Most continental shorelines do not coincide with plate boundaries (one important exception is the west coast of South America). Nor are most shorelines zones of earthquake activity. For this reason, continental shorelines are referred to as "passive margins," places that may have been plate boundaries in the past, but are no longer active. The east coast of North America is a passive margin, as are the east, south and west coasts of Africa, northern and Western Europe, and others. The eastern boundary of the North American plate is in the middle of the Atlantic Ocean, where there is a belt of active seismicity. Thus the North American plate is made up of both continent and ocean. In fact, most plates consist of both continental and oceanic material.

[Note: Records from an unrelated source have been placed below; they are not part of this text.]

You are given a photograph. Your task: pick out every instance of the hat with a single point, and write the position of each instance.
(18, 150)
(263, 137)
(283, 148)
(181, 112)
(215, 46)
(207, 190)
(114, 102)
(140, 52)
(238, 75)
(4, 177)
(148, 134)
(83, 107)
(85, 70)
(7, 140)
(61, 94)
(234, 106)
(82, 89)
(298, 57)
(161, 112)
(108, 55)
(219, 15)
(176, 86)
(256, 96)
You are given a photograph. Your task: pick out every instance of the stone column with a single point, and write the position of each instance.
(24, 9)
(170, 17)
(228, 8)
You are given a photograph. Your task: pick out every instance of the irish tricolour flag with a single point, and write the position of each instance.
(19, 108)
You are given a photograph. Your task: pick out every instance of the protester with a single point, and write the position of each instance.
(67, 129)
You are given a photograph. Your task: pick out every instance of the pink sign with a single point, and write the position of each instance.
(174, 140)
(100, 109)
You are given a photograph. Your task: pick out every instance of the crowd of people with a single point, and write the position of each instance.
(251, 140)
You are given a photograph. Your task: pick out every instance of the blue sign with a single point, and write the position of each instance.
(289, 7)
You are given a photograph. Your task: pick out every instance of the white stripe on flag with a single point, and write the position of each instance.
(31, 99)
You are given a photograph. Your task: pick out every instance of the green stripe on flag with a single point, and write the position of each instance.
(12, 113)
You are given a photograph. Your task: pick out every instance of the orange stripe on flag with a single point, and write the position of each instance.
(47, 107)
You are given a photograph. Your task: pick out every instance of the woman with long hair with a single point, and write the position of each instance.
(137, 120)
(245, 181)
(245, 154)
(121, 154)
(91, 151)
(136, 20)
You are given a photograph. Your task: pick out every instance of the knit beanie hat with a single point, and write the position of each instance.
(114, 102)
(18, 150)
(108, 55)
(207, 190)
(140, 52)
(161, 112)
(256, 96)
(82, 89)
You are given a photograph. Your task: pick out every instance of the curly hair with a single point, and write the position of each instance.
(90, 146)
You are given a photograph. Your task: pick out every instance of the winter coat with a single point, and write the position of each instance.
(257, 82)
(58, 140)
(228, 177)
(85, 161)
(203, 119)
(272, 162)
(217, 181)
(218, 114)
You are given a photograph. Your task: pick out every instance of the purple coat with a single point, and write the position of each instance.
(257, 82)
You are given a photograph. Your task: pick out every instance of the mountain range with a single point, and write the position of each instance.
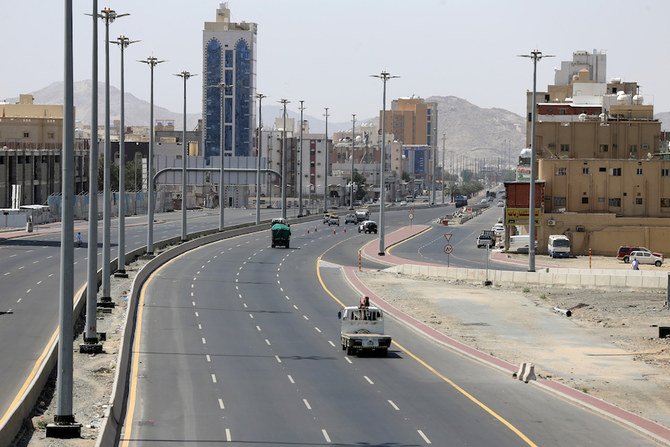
(467, 128)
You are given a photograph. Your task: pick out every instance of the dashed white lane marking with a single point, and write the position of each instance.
(425, 438)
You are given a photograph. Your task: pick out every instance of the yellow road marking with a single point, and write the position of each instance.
(33, 372)
(453, 384)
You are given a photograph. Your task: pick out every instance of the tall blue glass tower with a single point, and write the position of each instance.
(229, 56)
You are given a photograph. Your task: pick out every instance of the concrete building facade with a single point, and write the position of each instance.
(229, 57)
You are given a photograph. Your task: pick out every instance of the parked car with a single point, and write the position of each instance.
(623, 254)
(645, 257)
(368, 226)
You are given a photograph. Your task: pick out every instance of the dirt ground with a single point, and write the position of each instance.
(608, 348)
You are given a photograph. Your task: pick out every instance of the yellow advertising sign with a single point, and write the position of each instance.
(519, 216)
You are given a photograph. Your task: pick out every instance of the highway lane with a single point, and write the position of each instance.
(239, 343)
(29, 278)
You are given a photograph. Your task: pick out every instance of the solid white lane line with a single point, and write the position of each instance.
(425, 438)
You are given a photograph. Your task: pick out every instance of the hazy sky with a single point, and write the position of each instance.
(324, 51)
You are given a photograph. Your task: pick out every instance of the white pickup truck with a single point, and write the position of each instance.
(363, 330)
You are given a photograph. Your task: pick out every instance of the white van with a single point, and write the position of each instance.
(558, 246)
(520, 243)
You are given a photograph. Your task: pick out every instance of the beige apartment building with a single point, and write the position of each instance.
(598, 150)
(31, 140)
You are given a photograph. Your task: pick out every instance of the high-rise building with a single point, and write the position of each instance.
(229, 57)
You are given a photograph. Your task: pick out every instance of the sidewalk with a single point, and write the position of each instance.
(558, 346)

There are several entirely oceanic plates (Nazca, Cocos), but no entirely continental plates (with the possible exception of the Arabian peninsula; it depends on the criteria one uses to define individual plates and how much ocean is required to be considered "ocean"). The fact that continents are included as part of plates made of both continent and ocean suggests that the continents do not move independently of the oceans as Wegener envisioned, but rather that continent and ocean move together as part of a single plate. Thus from a geodynamical perspective, a "plate" appears to be a more fundamental unit than a continent or ocean.

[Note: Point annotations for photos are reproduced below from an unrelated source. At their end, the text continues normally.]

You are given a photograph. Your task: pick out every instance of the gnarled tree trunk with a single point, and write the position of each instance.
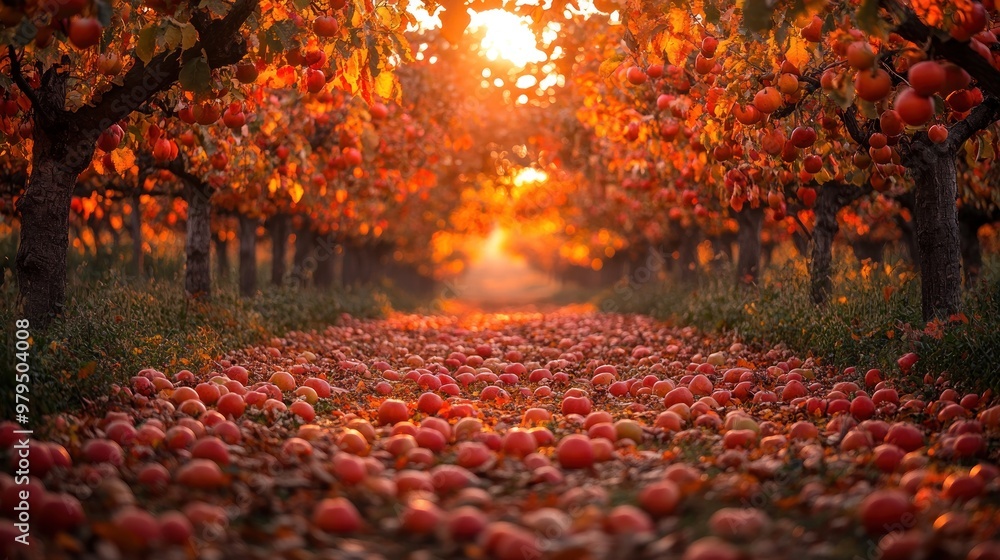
(829, 200)
(303, 263)
(222, 263)
(972, 251)
(325, 261)
(135, 230)
(198, 245)
(750, 221)
(868, 250)
(248, 255)
(279, 248)
(688, 253)
(936, 216)
(44, 216)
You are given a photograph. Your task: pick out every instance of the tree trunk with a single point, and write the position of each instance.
(44, 214)
(248, 256)
(829, 200)
(688, 253)
(198, 248)
(972, 252)
(279, 248)
(351, 267)
(868, 249)
(325, 261)
(222, 257)
(750, 221)
(909, 239)
(936, 217)
(303, 262)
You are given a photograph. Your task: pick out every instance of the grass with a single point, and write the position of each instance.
(873, 317)
(115, 325)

Laboratory #7: Plate Tectonics Part I: Crustal Plates and Plate Boundaries 1. Figure 3 shows the major crustal plates and plate boundaries of Earth. a. Color all of the divergent plate boundaries red, subduction zones blue, continentcontinent convergent boundaries green, and transform faults yellow. b. Shade in areas with chains of volcanoes using a blue pencil. c. Make a key for the colors on your map. d. Next to each plate boundary, place a set of arrows to indicate the relative rate of movement for major plates. 2. How many plates are there? 3. W hich plate is totally surrounded by a convergent plate boundary? 4. Which plate(s) do not contain significant areas of continental landmasses? 5. In general, do continental shorelines coincide with plate boundaries? 6. Are there any plates that have both continents and oceans? If so, name them. 7. List the plates that are bounded in part by: The Mid-Atlantic Ridge: The East Pacific Rise: 8. What major island mass lies on the axis of the Mid-Atlantic Ridge?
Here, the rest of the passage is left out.